SpecOrch

The control plane for spec-driven software delivery.

中文版 README | Project Vision / 项目愿景 | Roadmap

SpecOrch orchestrates AI coding agents with a spec-first, gate-first, evidence-driven approach. It connects intent, tasks, execution, verification, and evolution into a coherent control plane — so you can stop babysitting agents and start operating a delivery system.

Not a chatbot. Not a multi-agent playground. Not an IDE.

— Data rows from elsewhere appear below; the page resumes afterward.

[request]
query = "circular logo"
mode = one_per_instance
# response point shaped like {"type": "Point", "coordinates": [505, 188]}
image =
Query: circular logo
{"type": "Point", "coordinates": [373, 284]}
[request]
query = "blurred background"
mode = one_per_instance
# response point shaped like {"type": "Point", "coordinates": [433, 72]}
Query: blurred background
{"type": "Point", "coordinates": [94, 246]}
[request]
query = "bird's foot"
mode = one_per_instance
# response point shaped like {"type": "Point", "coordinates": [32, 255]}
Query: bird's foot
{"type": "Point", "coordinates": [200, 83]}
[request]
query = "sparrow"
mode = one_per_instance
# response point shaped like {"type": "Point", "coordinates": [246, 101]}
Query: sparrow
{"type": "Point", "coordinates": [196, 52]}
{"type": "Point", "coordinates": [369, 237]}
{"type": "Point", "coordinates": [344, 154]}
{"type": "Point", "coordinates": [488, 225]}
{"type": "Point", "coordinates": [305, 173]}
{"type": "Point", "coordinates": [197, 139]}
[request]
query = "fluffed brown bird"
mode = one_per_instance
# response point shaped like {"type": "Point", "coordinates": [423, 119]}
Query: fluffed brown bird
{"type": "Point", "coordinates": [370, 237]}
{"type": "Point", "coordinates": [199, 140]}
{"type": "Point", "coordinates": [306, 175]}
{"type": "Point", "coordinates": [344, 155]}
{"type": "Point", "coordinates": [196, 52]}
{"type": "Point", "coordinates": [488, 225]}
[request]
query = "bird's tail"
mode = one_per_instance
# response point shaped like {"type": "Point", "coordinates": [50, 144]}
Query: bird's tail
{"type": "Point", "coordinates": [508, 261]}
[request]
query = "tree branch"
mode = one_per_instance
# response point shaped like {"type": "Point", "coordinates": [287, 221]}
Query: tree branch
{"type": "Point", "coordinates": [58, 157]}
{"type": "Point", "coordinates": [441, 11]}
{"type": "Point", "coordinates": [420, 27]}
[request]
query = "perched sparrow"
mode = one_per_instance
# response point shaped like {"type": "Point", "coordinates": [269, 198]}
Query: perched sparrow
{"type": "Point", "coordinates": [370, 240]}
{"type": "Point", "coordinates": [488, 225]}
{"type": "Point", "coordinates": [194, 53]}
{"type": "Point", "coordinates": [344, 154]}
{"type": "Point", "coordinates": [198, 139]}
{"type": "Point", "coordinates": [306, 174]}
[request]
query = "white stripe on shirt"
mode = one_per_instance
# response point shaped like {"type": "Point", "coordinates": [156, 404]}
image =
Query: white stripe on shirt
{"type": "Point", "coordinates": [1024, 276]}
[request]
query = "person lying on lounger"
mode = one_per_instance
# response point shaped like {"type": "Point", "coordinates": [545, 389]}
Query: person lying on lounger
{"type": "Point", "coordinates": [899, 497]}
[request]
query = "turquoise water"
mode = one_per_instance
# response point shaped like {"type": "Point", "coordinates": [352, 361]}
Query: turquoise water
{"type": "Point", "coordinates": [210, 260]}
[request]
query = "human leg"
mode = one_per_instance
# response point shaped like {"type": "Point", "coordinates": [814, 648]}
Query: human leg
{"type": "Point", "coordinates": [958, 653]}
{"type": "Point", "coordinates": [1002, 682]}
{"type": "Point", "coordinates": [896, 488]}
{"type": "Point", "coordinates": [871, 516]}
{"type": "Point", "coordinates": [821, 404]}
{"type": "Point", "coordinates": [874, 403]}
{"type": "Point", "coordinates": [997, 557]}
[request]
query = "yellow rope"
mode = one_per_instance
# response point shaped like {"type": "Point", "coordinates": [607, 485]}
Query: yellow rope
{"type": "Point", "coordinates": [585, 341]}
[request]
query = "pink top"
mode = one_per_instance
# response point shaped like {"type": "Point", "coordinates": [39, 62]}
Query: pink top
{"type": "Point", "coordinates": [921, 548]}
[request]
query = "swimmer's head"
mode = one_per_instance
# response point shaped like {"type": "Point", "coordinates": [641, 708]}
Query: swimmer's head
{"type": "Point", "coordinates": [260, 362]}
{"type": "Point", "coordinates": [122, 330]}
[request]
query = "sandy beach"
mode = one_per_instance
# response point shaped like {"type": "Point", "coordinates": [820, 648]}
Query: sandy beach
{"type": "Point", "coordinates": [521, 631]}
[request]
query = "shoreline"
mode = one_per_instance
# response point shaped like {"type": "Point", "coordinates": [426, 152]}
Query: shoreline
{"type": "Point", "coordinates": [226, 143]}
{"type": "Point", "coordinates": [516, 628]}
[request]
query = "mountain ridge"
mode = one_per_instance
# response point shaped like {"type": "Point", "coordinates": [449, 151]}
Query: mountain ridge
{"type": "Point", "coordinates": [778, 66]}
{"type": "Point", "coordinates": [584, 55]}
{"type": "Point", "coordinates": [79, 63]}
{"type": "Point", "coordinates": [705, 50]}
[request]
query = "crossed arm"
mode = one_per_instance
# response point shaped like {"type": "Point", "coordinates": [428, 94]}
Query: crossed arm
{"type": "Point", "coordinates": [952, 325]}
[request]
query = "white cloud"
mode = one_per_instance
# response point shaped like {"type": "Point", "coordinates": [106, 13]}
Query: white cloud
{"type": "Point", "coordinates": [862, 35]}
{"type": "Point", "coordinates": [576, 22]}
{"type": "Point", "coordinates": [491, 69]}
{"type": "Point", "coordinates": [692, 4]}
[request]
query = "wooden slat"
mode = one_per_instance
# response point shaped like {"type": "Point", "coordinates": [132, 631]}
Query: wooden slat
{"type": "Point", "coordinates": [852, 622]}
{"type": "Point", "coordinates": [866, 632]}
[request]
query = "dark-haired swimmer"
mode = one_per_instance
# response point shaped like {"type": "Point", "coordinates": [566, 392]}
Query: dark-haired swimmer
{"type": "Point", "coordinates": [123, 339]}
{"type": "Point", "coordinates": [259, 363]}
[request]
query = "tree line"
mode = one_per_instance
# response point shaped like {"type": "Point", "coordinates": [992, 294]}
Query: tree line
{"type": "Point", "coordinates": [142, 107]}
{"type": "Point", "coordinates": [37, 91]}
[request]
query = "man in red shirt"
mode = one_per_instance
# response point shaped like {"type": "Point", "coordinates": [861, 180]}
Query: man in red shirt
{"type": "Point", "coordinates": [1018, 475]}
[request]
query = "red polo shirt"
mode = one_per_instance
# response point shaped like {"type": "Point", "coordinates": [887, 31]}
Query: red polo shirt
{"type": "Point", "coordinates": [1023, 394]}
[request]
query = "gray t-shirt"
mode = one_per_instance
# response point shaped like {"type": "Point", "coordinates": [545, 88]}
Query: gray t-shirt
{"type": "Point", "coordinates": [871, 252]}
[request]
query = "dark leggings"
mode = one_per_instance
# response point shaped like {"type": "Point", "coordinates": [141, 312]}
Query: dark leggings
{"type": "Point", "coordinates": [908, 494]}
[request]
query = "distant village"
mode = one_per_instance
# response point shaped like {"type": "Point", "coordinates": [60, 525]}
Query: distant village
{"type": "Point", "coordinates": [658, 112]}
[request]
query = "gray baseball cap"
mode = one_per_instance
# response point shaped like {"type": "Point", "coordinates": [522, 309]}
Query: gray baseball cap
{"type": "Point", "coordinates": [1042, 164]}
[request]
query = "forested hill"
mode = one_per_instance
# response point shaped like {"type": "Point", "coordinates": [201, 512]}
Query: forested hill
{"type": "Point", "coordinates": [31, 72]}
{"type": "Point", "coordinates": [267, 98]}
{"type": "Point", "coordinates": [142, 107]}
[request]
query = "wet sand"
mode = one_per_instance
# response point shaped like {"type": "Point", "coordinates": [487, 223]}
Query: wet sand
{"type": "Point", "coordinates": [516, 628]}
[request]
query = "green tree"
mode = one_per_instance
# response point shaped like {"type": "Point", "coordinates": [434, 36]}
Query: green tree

A control plane that makes software delivery orchestratable, verifiable, and self-improving.

Core Insights

Issue is not the requirement — Spec is the requirement. Merge is not done — Gate is done. Orchestration is not static — it evolves with every run. Prompt is advice — Harness is enforcement.

Seven-Plane Architecture

SpecOrch organizes the full delivery lifecycle into seven planes:

┌──────────────────────────────────────────────────────┐
│  Evolution    traces → evals → harness improvement   │
├──────────────────────────────────────────────────────┤
│  Control      mission / session / PR / gate ops      │
├──────────────────────────────────────────────────────┤
│  Evidence     findings / tests / review / gate       │
├──────────────────────────────────────────────────────┤
│  Execution    worktree / sandbox / agent adapters    │
├──────────────────────────────────────────────────────┤
│  Harness      context contract / skills / policies   │
├──────────────────────────────────────────────────────┤
│  Task         plan DAG / waves / work packets        │
├──────────────────────────────────────────────────────┤
│  Contract     spec / scope / acceptance / freeze     │
└──────────────────────────────────────────────────────┘

Plane	Purpose
Contract	Freeze the spec — what to build, boundaries, acceptance criteria
Task	Decompose spec into executable task graph with dependencies
Harness	Make execution reliable: context contracts, policies, hooks, reactions
Execution	Run each task in isolated worktree/sandbox with pluggable agents
Evidence	Prove completion: gate evaluation, findings, deviations, reviews
Control	Operate the system: missions, sessions, PRs, dashboard
Evolution	Learn from evidence: evolve prompts, rules, strategies, policies

See Seven Planes Architecture for full codebase mapping.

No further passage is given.